The incidence of non-melanoma skin cancer is increasing every year (Payette, Whalen & Grant-Kels, 2010). Basal cell carcinoma and squamous cell carcinoma are the two major types of non-melanoma skin cancer (Payette, Whalen & Grant-Kels, 2010). In a recent study, researchers from Baylor College of Medicine, Texas, assessed the potential of omega 3 fatty acids in the prevention of non-melanoma skin cancer (Black & Rhodes, 2006).
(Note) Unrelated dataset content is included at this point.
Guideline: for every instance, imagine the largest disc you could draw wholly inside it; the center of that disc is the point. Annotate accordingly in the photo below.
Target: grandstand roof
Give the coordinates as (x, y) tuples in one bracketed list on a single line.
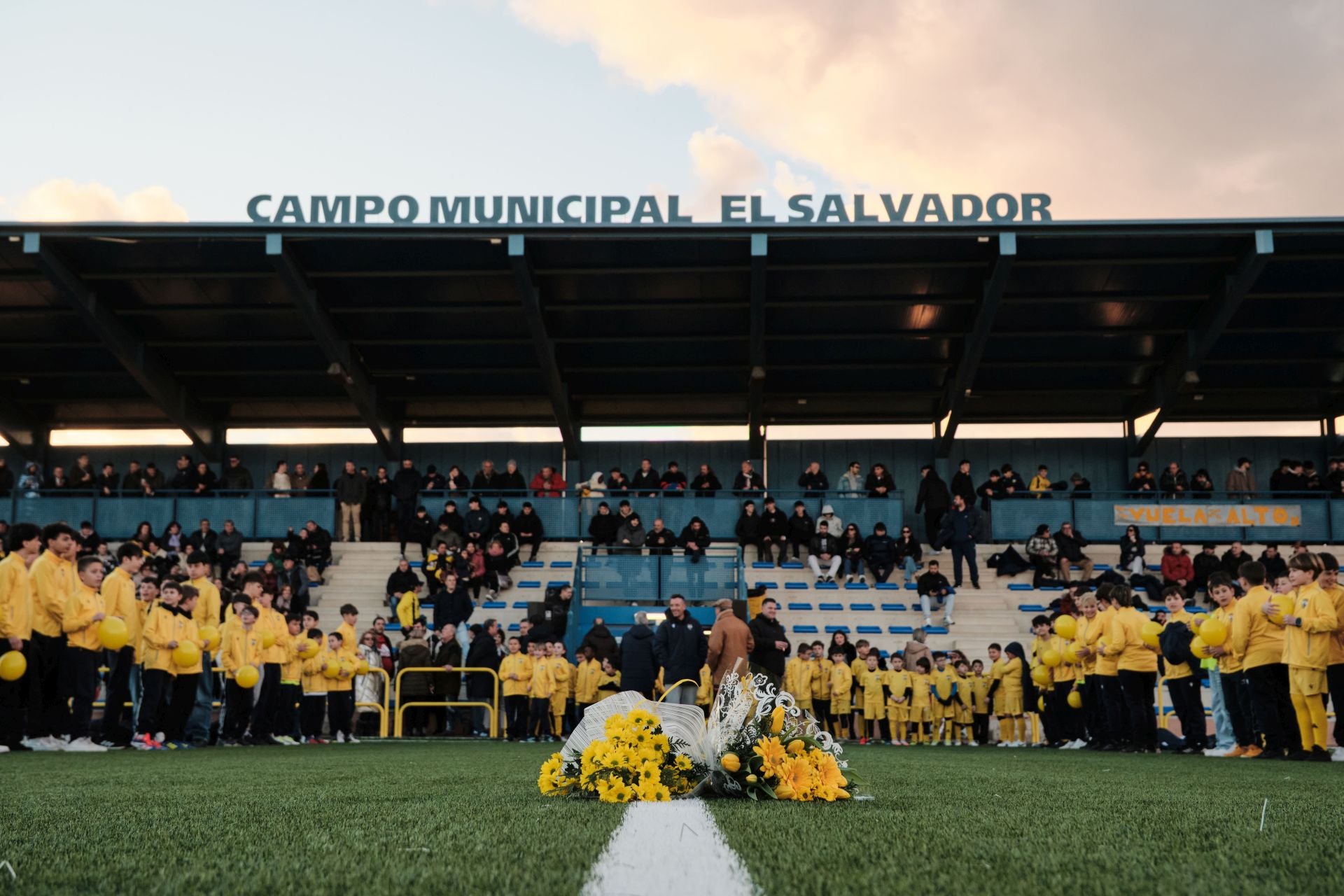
[(206, 326)]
In this study, 26 subjects were randomised into 2 groups, one group received a combination of 4 grams of EPA (2.8 grams) and DHA (1.2 grams) daily, while the other group received a gelatin placebo. After four weeks of treatment there was a significant increase in sun protection factor (SPF). Sun protection factor is a number scale for rating the degree of protection provided by sunscreens. It was established that the SPF reported, using omega 3 fatty acids, if provided over a lifetime, could reduce skin cancer incidence by as much as 30 percent.
Black, H.S. & Rhodes, L.E. 2006. The potential of omega-3 fatty acids in the prevention of non-melanoma skin cancer. Cancer Detection Prevention, 30, 3, 224-232.
Payette, M.J., Whalen, J. & Grant-Kels, J.M. 2010. Nutrition and non-melanoma skin cancers. Clinics in Dermatology, 28, 650-662.